Advanced Semen Analysis and Functional Testing

The diagnostic evaluation of male infertility begins with a semen analysis, but modern andrology goes far beyond the basic count and motility. Computer-Aided Sperm Analysis (CASA) uses high-speed cameras and algorithms to track individual sperm trajectories, providing precise measurements of kinematic parameters, such as curvilinear velocity and linearity. This technology eliminates subjective variability and provides a detailed assessment of sperm function.

Functional testing includes the assessment of sperm vitality using dye exclusion assays to distinguish between live immotile sperm and dead sperm. Leukocyte quantification is performed to rule out infection or inflammation. In cases of unexplained infertility, tests for sperm antibodies are conducted to detect immunological causes where the body’s immune system attacks the sperm.

Oxidative stress testing is becoming a standard part of the workup. Measuring the Oxidation Reduction Potential (ORP) of semen provides a global assessment of the balance between oxidants and antioxidants. High ORP values indicate oxidative stress, guiding the use of antioxidant therapies.
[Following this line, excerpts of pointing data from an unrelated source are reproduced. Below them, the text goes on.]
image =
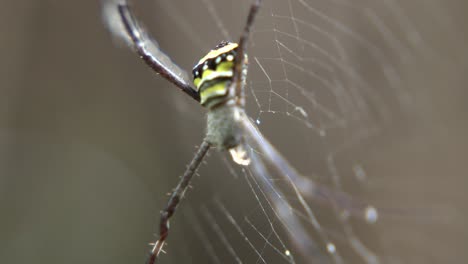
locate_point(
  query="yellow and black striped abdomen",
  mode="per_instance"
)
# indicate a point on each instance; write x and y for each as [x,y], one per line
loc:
[213,74]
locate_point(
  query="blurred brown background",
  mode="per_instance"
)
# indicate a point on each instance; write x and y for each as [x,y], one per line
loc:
[91,140]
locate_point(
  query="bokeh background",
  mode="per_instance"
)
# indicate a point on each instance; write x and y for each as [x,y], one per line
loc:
[91,140]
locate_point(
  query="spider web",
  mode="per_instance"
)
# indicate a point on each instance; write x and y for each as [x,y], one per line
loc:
[365,98]
[327,80]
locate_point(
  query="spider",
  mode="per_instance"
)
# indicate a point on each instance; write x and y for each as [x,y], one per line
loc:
[218,85]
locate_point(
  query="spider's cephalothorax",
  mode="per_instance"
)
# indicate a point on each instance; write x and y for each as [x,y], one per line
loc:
[213,74]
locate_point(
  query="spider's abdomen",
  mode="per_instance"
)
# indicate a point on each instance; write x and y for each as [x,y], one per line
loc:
[213,74]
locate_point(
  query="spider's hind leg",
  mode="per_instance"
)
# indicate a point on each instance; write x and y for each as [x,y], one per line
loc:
[240,68]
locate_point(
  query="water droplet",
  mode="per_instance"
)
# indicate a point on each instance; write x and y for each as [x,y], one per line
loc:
[239,155]
[371,214]
[359,172]
[331,248]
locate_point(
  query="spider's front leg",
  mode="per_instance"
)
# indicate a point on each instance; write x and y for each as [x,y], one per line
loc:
[175,198]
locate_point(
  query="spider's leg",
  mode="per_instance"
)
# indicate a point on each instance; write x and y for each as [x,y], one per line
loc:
[237,88]
[175,198]
[146,48]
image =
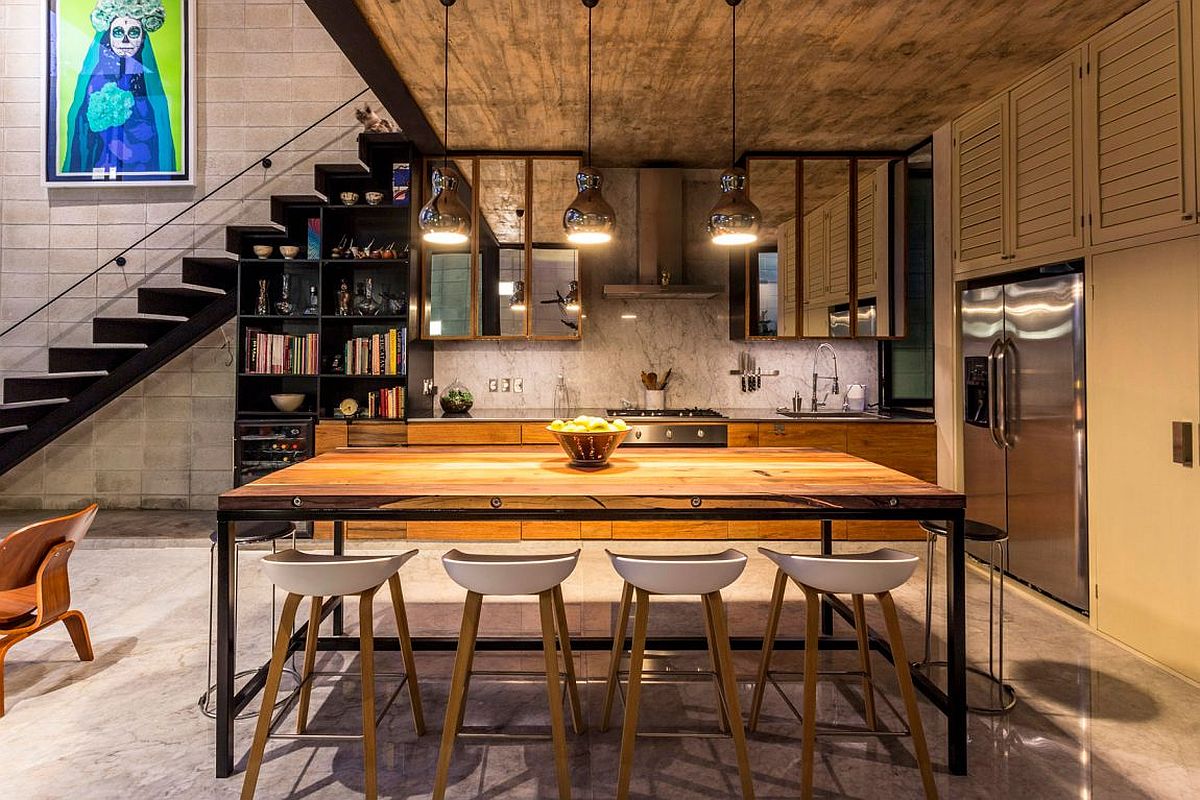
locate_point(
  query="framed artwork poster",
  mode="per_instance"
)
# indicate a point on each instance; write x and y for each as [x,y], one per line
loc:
[119,92]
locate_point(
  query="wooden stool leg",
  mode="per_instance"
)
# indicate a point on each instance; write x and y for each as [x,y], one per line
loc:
[730,681]
[557,726]
[457,685]
[366,659]
[406,649]
[864,660]
[768,647]
[633,693]
[904,678]
[714,661]
[310,662]
[809,708]
[618,647]
[77,626]
[274,675]
[564,642]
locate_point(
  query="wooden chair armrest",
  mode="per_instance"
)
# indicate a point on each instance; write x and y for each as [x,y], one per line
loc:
[53,585]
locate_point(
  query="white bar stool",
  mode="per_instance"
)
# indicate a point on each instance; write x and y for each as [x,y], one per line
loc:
[703,575]
[857,575]
[510,575]
[319,576]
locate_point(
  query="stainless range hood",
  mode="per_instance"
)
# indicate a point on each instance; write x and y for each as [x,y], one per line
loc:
[660,239]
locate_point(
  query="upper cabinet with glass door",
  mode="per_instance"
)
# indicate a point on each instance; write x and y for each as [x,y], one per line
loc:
[517,277]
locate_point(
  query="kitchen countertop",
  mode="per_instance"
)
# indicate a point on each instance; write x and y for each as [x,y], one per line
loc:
[731,415]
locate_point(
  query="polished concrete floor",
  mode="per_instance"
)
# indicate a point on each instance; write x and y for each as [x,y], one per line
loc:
[1093,720]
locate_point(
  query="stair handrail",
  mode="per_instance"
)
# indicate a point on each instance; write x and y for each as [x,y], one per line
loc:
[119,259]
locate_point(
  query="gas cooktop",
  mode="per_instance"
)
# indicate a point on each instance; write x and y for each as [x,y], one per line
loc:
[665,411]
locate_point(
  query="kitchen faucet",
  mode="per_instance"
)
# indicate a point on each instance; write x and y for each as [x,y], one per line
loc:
[816,378]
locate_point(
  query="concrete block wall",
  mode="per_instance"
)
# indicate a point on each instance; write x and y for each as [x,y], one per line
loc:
[264,72]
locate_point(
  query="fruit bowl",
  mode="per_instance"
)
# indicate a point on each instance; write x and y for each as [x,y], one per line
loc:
[589,447]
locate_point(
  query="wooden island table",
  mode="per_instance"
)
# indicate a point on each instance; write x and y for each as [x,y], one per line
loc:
[537,483]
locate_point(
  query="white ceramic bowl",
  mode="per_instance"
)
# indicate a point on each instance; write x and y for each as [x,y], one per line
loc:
[287,402]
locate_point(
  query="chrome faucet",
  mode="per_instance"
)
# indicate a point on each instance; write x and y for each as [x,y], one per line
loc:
[835,388]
Sperm DNA Fragmentation Assessment

Sperm DNA integrity is a critical determinant of fertilization and embryo development. Standard semen parameters may be normal even in the presence of significant DNA damage. DNA Fragmentation Index (DFI) testing uses assays such as the Sperm Chromatin Structure Assay (SCSA), TUNEL, or HALO tests to quantify the percentage of sperm with fragmented DNA.

High DFI is associated with longer times to natural conception, lower IUI success rates, and an increased risk of miscarriage. Identifying high DFI allows clinicians to recommend interventions such as varicocelectomy, lifestyle modification, or the use of testicular sperm for ICSI, which often has lower DNA damage than ejaculated sperm.
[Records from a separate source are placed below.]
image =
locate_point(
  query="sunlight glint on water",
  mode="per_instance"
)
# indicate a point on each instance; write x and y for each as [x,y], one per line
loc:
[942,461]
Hormonal and Genetic Profiling

Hormonal and Genetic Profiling

A comprehensive hormonal evaluation assesses the integrity of the HPG axis. This includes measuring serum testosterone (total and bioavailable), FSH, LH, prolactin, and estradiol. Elevated FSH typically indicates primary testicular failure and damage to the germinal epithelium. Low testosterone with low gonadotropins suggests a central (hypothalamic or pituitary) cause.

Genetic testing is mandatory for men with severe oligospermia or azoospermia. Karyotyping detects chromosomal abnormalities, such as Klinefelter syndrome (47, XXY) and translocations. Y-chromosome microdeletion analysis screens for deletions in the AZF regions (AZFa, AZFb, AZFc), which control spermatogenesis. Testing for CFTR gene mutations is performed in men with congenital bilateral absence of the vas deferens. These genetic tests provide a diagnosis, predict the likelihood of retrieving sperm, and inform genetic counseling for the couple.
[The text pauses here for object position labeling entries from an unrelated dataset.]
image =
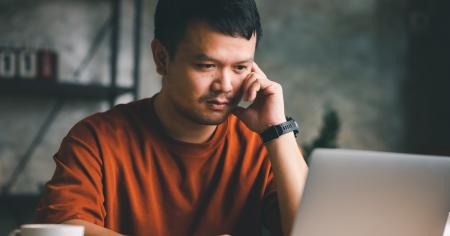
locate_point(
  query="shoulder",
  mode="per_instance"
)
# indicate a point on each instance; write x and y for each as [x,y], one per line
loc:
[111,122]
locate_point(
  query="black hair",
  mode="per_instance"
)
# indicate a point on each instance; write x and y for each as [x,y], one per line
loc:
[237,18]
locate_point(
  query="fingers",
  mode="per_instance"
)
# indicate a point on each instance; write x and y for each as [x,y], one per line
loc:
[255,68]
[252,85]
[255,82]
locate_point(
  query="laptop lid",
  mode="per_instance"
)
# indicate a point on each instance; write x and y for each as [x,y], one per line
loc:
[362,193]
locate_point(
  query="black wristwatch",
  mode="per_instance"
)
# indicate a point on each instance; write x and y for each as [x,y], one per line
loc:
[276,131]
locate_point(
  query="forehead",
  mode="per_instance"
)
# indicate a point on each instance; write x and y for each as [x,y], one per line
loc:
[201,39]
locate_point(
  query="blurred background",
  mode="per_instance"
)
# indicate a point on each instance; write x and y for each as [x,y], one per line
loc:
[357,74]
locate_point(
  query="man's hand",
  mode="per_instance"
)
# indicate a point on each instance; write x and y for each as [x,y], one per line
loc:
[267,108]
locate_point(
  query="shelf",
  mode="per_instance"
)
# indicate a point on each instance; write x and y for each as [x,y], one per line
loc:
[46,88]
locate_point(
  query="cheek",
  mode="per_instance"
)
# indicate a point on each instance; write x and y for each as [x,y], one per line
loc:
[193,84]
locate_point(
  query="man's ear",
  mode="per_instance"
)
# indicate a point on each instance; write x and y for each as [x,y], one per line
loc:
[160,57]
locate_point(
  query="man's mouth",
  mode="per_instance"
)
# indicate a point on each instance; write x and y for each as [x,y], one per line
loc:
[218,105]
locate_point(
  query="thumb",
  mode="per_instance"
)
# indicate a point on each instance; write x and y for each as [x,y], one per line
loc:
[239,112]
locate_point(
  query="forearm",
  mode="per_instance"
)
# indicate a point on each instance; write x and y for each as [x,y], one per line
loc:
[91,229]
[290,172]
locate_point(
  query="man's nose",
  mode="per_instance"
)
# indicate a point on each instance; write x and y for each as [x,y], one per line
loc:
[223,82]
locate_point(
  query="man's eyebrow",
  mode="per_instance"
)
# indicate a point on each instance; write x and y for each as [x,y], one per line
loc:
[204,57]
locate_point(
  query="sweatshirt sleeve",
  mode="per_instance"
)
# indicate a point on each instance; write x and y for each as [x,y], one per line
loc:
[271,210]
[76,189]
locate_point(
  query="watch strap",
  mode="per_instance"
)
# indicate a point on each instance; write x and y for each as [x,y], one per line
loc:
[276,131]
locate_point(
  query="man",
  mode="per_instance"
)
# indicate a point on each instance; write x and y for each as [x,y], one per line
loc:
[187,161]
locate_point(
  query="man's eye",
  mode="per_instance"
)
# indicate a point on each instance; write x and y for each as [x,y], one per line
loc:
[241,68]
[205,66]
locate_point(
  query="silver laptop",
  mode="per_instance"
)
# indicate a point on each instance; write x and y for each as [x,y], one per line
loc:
[362,193]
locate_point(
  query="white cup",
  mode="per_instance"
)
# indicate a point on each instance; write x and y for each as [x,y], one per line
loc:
[49,230]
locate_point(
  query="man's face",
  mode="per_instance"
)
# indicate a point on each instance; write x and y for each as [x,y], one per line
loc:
[203,80]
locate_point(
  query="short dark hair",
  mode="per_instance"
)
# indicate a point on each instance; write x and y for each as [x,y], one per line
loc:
[237,18]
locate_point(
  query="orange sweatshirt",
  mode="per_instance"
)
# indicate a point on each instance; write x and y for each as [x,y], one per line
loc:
[119,170]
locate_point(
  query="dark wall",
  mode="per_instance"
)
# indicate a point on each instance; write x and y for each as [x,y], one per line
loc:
[427,89]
Imaging Modalities: Ultrasound and MRI

Scrotal ultrasound with color Doppler is the primary imaging modality for evaluating male infertility. It assesses testicular volume, echotexture, and perfusion. It is the gold standard for diagnosing varicocele and detecting subclinical reflux, even when palpable. Ultrasound can also identify epididymal cysts, hydroceles, and signs of obstruction, such as dilated rete testis.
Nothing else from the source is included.